Ananké, disaient les Grecs, la nécessité, autrement dit le destin, mais un destin orienté plutôt que subi. Chez Michel Arthuis, c’est bien ce principe de nécessité intérieure, d’ordre spirituel, comme le dépeint Kandinsky, qui dicta son projet de vie. Sur la trame des gènes transmis par ses ascendants se tissèrent les exemples et les messages reçus dans sa famille, et dans sa belle-famille, dont il fut très proche.

Comptèrent aussi ceux des maîtres choisis, maîtres que Paul Valéry définissait comme ceux qui permettent le possible dans le domaine de l’impossible.

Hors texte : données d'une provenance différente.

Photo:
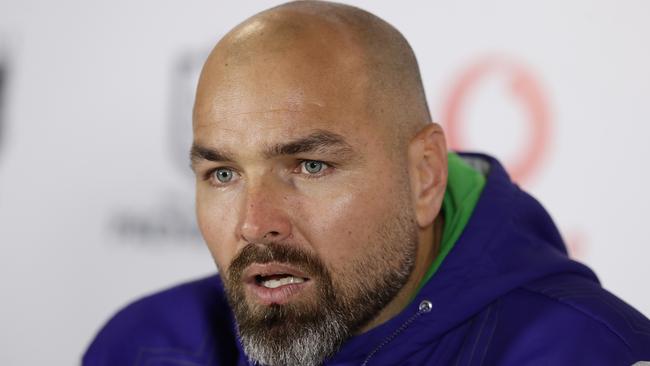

Ce sont tous ces apports qui sédimentent en chacun de nous pour en façonner la singularité.

Après ses études au Collège Stanislas, puis au lycée Janson de Sailly où il obtient le baccalauréat philosophie-mathématiques en 1940, Michel Arthuis commence ses études de médecine, qu’il interrompt pour s’engager en 1944 dans la formation chirurgicale de l’Armée Rhin et Danube du Général de Lattre de Tassigny, alors que son frère Christian était parti plus tôt dans la Résistance, dans le maquis corrézien.

La résistance à la privation de liberté est inscrite dans l’âme des lorrains. Son oncle paternel, Jacques Arthuys, avait aussi refusé la défaite en 1940. il fut un des premiers résistants lorrains ayant fondé l’Organisation civile et militaire (OCM). Arrêté par la Gestapo en 1941 à Paris, avenue Victor Hugo où une plaque a été scellée à sa mémoire, il mourut en déportation en 1943 au camp de Hintzert en Allemagne.

En 1946, Michel Arthuis est reçu à l’externat et se marie avec Geneviève d’Humières, d’une famille catholique, gaulliste et résistante de la première heure, amie de la sienne depuis longtemps. Son beau-père, André d’Humières, avait été pilote de chasse pendant la Grande Guerre et ami de Jacques Arthuys. Les deux familles furent très liées et André d’Humières devint un second père pour Michel.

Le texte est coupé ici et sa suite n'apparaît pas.